Look Back … to special articles for Boy Scout Week, 1945

Feb. 11, 1945, in The Star: One of the largest industrial deals in many months has resulted in the sale of the Anniston Soil Pipe Company for an undisclosed sum. Former Mayor William S. Coleman and J. C. Sawyer sold the company to Frank Hamilton and a business partner, R. M. Blakely, who has moved here from Florida and will serve as secretary-treasurer of the company. Mr. Hamilton, son of the late C. A. (Tobe) Hamilton, will serve as president of the firm. Normal production capacity of the plant totals approximately 18,000 tons of soil pipe per year. Also this date: With Boy Scout Week being Feb. 8-14, the second section of today’s Sunday edition has four pages of articles and pictures devoted to the activities of the Chocccolocco Council of Boy Scouts, which serves boys of both races throughout a 10-county region. The council was founded in 1920, although Scouting in a less organized manner was carried on in years prior to then, starting as early as 1911. One article describes Camp Zinn, the council’s year-round camp for boys and men, as encompassing 240 acres and made possible by a $10,000 bequest from the late Col. W. H. Zinn. It was first used as a camp in 1932.

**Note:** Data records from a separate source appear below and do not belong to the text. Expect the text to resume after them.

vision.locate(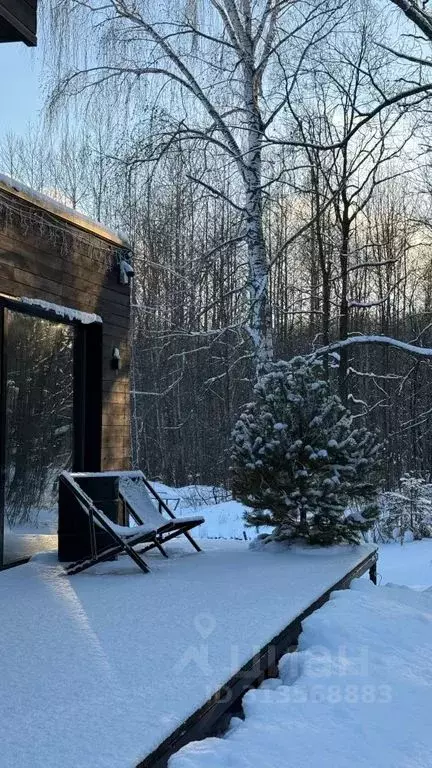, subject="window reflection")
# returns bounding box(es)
[3,310,74,564]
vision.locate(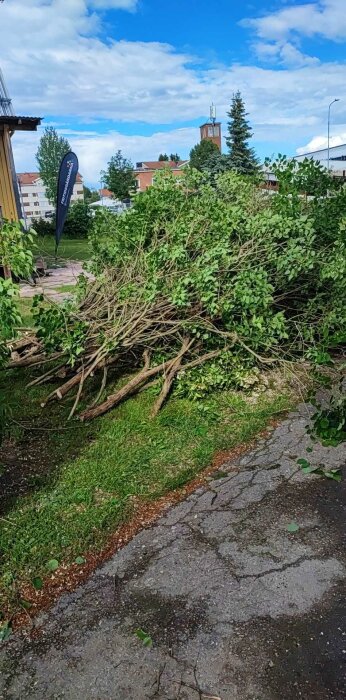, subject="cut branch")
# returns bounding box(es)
[79,360,172,421]
[151,338,194,418]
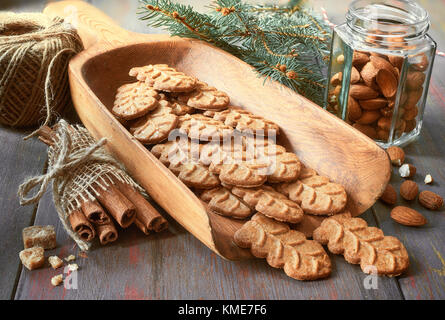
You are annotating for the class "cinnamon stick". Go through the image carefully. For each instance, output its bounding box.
[115,179,168,234]
[37,126,56,146]
[68,210,96,242]
[81,200,111,225]
[95,185,136,228]
[96,220,117,245]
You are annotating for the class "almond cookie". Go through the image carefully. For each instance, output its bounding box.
[231,186,303,223]
[200,143,268,188]
[178,114,233,141]
[234,213,331,280]
[129,64,197,92]
[200,187,253,219]
[313,213,409,277]
[267,152,301,183]
[177,80,230,110]
[276,167,347,216]
[130,101,178,144]
[208,107,280,136]
[151,140,220,189]
[111,82,159,120]
[159,93,195,116]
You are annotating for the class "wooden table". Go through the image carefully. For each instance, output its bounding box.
[0,0,445,299]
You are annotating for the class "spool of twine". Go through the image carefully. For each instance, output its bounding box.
[0,12,83,131]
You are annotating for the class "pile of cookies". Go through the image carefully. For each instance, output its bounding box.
[112,64,407,280]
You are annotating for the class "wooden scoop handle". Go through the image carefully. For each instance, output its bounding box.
[43,1,166,49]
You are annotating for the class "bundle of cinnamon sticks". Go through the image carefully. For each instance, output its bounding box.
[39,126,168,245]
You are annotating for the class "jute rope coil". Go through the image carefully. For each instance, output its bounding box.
[18,120,148,250]
[0,12,83,132]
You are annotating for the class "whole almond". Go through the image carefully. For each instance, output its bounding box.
[403,107,419,121]
[406,71,426,90]
[348,97,362,121]
[349,84,379,100]
[405,119,417,133]
[360,62,379,88]
[351,67,361,84]
[359,98,388,110]
[375,69,398,98]
[380,184,397,205]
[331,72,343,87]
[396,119,406,136]
[388,55,404,70]
[386,146,405,167]
[399,164,417,179]
[370,56,397,77]
[423,174,434,184]
[401,87,423,109]
[352,123,377,139]
[391,206,428,227]
[400,180,419,201]
[333,85,341,97]
[419,191,443,210]
[377,129,389,141]
[337,54,345,64]
[357,110,381,124]
[352,51,369,68]
[380,107,394,118]
[410,53,429,72]
[377,117,392,131]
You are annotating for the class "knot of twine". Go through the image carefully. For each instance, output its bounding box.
[18,120,120,205]
[18,120,126,251]
[0,12,83,134]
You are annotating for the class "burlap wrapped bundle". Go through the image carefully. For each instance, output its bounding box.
[0,12,83,127]
[18,119,144,250]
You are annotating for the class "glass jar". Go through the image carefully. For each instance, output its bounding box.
[325,0,437,148]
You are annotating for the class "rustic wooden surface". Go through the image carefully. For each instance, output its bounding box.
[0,0,445,299]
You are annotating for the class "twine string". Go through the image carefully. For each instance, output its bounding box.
[0,12,83,128]
[18,121,110,205]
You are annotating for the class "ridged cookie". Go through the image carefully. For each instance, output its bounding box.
[227,186,303,223]
[129,64,197,92]
[276,167,348,216]
[207,107,280,136]
[151,140,221,189]
[178,114,233,141]
[313,213,409,277]
[111,82,159,120]
[200,143,267,188]
[177,81,230,110]
[234,213,331,280]
[130,101,178,144]
[200,187,253,219]
[160,93,196,116]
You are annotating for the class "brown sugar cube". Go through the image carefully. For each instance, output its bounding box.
[48,256,63,269]
[51,274,63,287]
[19,247,45,270]
[22,226,57,249]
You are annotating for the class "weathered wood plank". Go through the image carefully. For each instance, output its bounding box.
[7,0,445,299]
[374,62,445,299]
[374,1,445,299]
[315,0,445,299]
[0,127,46,299]
[0,0,52,299]
[15,193,401,299]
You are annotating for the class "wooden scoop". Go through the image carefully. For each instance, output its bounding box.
[45,1,391,260]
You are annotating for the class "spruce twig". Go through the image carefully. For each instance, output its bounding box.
[139,0,331,105]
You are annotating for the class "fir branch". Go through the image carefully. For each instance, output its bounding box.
[139,0,330,104]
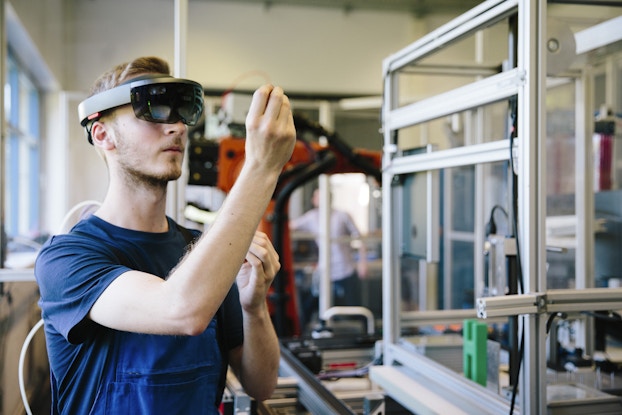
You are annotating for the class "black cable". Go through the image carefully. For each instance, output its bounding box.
[510,324,525,415]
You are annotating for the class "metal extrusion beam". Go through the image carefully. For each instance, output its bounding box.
[384,68,525,130]
[476,294,544,318]
[476,288,622,319]
[546,288,622,313]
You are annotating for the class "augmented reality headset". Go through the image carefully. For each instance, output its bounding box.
[78,75,203,144]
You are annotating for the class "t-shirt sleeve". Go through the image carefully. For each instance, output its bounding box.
[35,234,129,344]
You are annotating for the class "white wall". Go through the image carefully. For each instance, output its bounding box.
[71,0,422,94]
[7,0,446,234]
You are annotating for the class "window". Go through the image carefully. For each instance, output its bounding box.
[2,51,40,267]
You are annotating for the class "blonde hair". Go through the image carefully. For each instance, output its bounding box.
[89,56,171,159]
[90,56,171,96]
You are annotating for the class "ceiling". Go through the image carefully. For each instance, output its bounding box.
[203,0,483,16]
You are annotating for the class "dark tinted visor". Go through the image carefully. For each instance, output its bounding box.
[130,78,203,126]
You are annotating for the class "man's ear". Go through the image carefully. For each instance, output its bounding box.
[91,121,116,150]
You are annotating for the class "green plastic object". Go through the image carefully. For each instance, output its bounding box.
[462,319,488,386]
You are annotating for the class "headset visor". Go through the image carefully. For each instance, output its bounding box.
[130,78,203,126]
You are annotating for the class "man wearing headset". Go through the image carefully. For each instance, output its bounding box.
[35,57,295,415]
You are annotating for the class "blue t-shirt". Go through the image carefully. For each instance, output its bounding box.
[35,216,243,415]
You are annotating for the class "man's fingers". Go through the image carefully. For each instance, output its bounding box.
[246,84,274,119]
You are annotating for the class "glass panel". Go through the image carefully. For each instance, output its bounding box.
[3,55,45,268]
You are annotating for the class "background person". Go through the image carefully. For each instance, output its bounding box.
[289,189,367,322]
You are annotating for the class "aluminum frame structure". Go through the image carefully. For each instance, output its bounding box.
[370,0,619,414]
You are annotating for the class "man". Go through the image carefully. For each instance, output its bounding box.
[35,57,295,414]
[289,189,367,306]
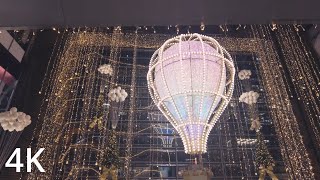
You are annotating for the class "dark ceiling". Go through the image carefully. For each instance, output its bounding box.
[0,0,320,28]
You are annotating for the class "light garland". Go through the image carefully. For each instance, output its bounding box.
[98,64,113,76]
[238,69,251,80]
[108,86,128,102]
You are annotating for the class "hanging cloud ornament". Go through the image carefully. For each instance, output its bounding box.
[108,86,128,102]
[0,107,31,132]
[238,69,251,80]
[98,64,113,76]
[250,119,261,132]
[239,91,259,105]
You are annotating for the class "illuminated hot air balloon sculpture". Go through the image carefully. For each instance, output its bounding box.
[147,34,235,154]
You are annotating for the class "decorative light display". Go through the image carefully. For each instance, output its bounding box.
[98,64,113,76]
[0,107,31,132]
[147,34,235,154]
[256,132,278,180]
[148,110,175,148]
[108,86,128,102]
[154,124,174,148]
[239,91,259,105]
[107,101,124,129]
[238,69,251,80]
[28,25,316,179]
[250,118,261,132]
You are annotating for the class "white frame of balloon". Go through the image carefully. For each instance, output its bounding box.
[148,110,176,148]
[147,33,235,154]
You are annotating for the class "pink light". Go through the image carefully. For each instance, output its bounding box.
[0,66,16,85]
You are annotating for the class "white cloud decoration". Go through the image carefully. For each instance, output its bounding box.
[238,69,251,80]
[250,119,261,132]
[0,107,31,132]
[98,64,113,76]
[108,86,128,102]
[239,91,259,105]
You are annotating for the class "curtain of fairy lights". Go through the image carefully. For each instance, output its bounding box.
[28,26,313,179]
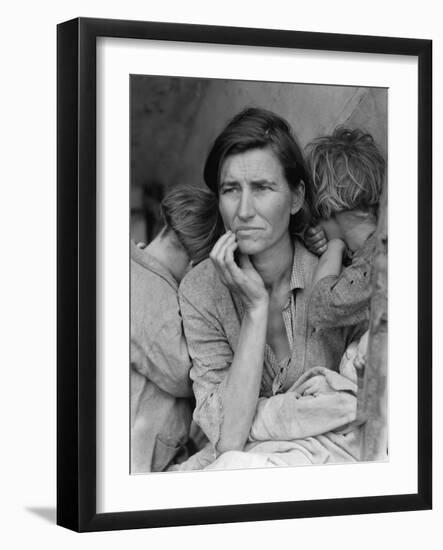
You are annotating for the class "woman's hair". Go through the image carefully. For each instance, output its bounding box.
[307,127,385,219]
[203,107,312,233]
[160,185,223,265]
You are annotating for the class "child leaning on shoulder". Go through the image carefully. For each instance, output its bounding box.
[306,127,385,339]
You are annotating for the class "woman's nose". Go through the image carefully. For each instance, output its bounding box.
[237,191,255,220]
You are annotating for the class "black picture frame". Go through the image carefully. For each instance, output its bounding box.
[57,18,432,531]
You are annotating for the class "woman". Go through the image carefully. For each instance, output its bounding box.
[179,109,355,466]
[131,187,219,473]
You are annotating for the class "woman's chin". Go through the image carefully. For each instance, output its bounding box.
[238,241,263,256]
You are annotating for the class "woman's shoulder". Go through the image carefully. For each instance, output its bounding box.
[179,258,229,301]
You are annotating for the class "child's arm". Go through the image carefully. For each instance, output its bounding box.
[308,224,375,333]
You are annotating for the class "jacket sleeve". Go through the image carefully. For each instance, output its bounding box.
[179,287,233,447]
[131,279,192,397]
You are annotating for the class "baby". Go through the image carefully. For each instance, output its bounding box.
[306,127,385,340]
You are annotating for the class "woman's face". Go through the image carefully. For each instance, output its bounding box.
[219,148,304,255]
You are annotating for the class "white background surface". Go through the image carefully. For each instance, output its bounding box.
[97,39,418,512]
[0,0,443,550]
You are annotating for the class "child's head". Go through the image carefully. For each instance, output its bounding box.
[308,127,385,219]
[161,185,223,265]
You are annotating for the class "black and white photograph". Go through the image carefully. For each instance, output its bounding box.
[129,74,389,475]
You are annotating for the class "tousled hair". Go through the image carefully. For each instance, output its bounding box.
[307,126,385,219]
[160,185,223,265]
[203,107,312,233]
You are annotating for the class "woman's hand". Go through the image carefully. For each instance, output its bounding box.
[304,225,328,256]
[209,231,269,310]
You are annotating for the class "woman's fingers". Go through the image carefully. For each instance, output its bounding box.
[209,231,235,286]
[209,231,233,260]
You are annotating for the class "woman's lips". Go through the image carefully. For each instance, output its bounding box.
[235,227,262,237]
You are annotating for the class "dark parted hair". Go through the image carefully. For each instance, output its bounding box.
[203,107,312,234]
[160,185,223,265]
[307,126,385,219]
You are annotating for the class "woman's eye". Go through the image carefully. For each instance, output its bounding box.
[221,187,237,195]
[255,183,270,191]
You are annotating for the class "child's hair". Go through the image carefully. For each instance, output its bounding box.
[161,185,223,265]
[307,127,385,219]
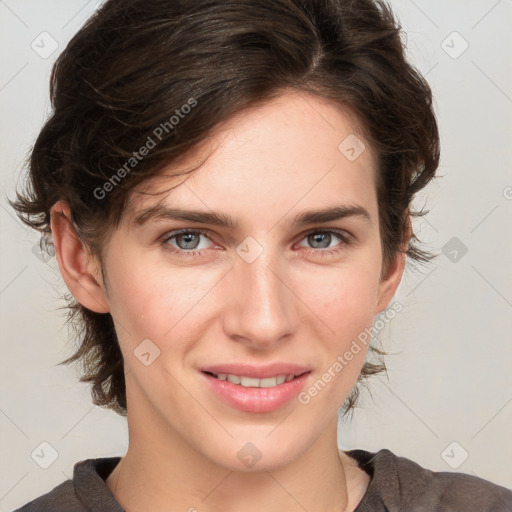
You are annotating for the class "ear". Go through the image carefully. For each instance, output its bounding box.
[50,201,110,313]
[374,211,412,315]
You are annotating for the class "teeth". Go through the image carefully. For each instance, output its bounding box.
[215,373,295,388]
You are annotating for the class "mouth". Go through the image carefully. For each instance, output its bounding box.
[200,370,311,413]
[203,371,309,388]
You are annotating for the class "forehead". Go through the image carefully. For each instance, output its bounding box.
[121,93,377,229]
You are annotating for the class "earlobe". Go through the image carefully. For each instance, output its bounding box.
[51,201,110,313]
[374,211,412,315]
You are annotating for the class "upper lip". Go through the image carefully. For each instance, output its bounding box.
[201,363,310,379]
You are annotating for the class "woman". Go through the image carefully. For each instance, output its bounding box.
[13,0,512,512]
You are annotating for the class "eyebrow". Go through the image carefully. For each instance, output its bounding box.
[133,204,371,231]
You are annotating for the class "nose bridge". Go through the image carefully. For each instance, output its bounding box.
[226,237,295,345]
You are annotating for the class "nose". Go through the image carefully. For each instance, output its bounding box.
[223,242,298,350]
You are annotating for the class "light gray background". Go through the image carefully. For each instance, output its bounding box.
[0,0,512,512]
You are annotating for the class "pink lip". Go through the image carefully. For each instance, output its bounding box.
[201,369,310,412]
[201,363,311,379]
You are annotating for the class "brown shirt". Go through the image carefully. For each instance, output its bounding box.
[14,449,512,512]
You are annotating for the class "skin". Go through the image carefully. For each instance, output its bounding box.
[51,92,405,512]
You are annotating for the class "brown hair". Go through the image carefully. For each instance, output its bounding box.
[10,0,439,415]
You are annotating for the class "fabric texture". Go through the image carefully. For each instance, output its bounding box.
[14,449,512,512]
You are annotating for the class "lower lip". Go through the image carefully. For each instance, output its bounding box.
[201,372,310,412]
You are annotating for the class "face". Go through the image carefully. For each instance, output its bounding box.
[60,89,402,471]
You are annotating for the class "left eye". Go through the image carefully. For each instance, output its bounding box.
[296,231,348,249]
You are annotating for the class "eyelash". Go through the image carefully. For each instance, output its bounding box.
[160,229,351,258]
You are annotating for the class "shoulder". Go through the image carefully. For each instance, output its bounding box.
[14,457,122,512]
[346,449,512,512]
[14,480,82,512]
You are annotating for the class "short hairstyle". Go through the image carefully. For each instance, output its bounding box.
[9,0,439,415]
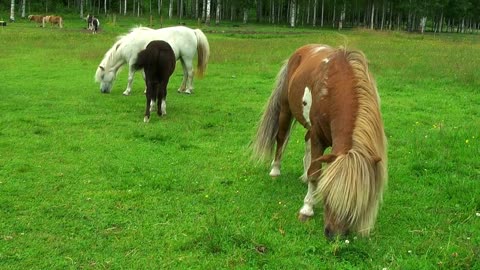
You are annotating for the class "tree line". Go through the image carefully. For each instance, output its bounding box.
[6,0,480,33]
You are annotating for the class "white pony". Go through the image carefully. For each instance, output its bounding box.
[95,26,210,96]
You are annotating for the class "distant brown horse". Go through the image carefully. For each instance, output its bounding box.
[42,15,63,28]
[28,15,45,24]
[253,45,387,238]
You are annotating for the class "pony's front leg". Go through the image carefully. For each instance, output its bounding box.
[123,65,135,96]
[157,80,168,116]
[298,130,325,221]
[143,95,153,123]
[178,58,190,94]
[270,111,292,177]
[185,61,194,94]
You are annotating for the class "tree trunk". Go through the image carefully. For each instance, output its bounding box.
[168,0,173,19]
[10,0,15,22]
[257,0,263,23]
[290,0,297,27]
[195,0,198,19]
[215,0,222,24]
[332,0,337,28]
[205,0,212,25]
[380,1,385,31]
[80,0,83,19]
[370,3,375,29]
[22,0,27,18]
[320,0,325,27]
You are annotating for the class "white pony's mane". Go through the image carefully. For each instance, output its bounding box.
[100,26,153,70]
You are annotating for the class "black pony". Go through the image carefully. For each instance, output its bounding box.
[133,40,176,123]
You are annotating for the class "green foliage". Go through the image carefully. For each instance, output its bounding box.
[0,17,480,269]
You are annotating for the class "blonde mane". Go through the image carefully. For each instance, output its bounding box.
[316,48,387,235]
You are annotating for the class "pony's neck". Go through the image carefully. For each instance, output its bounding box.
[101,43,125,72]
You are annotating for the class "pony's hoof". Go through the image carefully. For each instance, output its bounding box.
[269,168,280,178]
[298,213,312,222]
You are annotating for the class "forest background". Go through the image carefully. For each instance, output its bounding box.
[0,0,480,33]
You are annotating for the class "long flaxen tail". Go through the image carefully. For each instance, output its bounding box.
[316,51,388,236]
[252,63,288,160]
[194,29,210,78]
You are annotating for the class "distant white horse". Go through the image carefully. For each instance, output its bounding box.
[95,26,210,95]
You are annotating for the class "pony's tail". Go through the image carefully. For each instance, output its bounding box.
[315,149,386,236]
[251,63,288,160]
[194,29,210,78]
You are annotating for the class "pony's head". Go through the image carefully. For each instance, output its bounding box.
[95,65,116,93]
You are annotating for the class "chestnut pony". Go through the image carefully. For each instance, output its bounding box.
[252,44,387,239]
[133,40,176,123]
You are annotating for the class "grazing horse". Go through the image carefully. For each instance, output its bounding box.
[252,45,387,239]
[42,15,63,28]
[95,26,210,95]
[28,15,45,25]
[133,40,177,123]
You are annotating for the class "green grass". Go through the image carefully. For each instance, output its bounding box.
[0,16,480,269]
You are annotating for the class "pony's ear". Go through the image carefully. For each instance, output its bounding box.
[372,156,382,164]
[318,154,337,163]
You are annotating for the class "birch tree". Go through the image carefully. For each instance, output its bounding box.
[22,0,27,18]
[168,0,173,19]
[215,0,222,24]
[205,0,212,24]
[290,0,297,27]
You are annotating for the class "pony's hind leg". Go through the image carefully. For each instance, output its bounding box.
[300,131,312,183]
[269,111,292,177]
[123,65,135,96]
[177,58,188,93]
[143,95,153,123]
[157,79,168,116]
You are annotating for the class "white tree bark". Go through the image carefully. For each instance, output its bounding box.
[80,0,83,19]
[205,0,212,24]
[290,0,297,27]
[10,0,15,22]
[370,3,375,29]
[215,0,222,24]
[22,0,27,18]
[320,0,325,27]
[168,0,173,19]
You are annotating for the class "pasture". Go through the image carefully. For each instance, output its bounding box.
[0,16,480,269]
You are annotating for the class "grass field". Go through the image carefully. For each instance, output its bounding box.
[0,16,480,269]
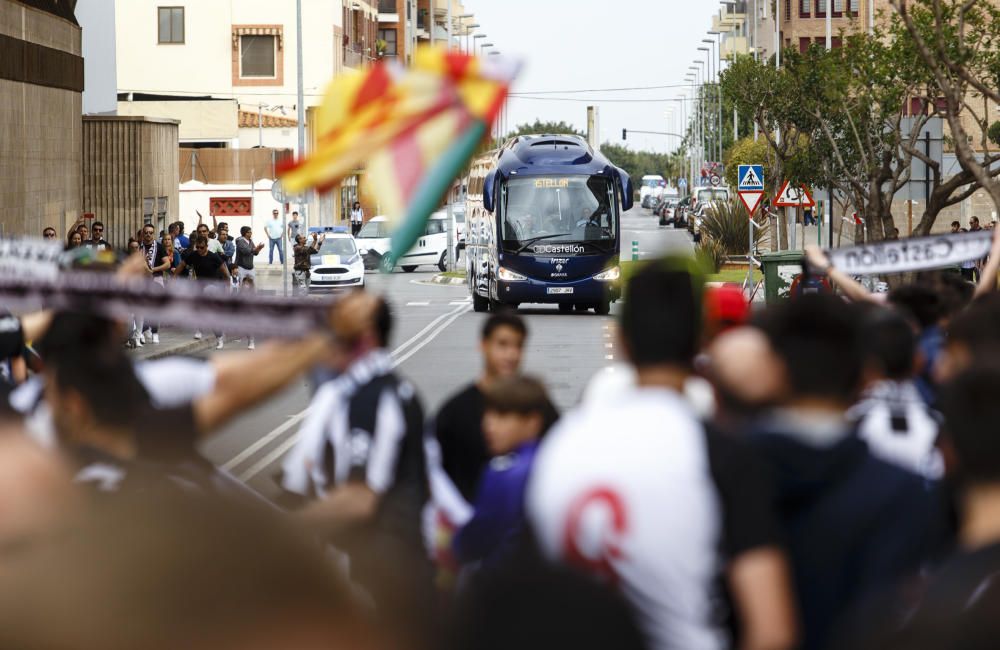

Feb. 11, 1995, in The Star: Chicken farms in a number of counties in east Alabama are serving as testing sites for the use of recycled newsprint as bedding for the birds, as opposed to traditional sawdust or wood shavings. Part of the reason for contemplating a changeover is that if a region’s sawmills shut down, farmers will find it harder to get leftover wood particles.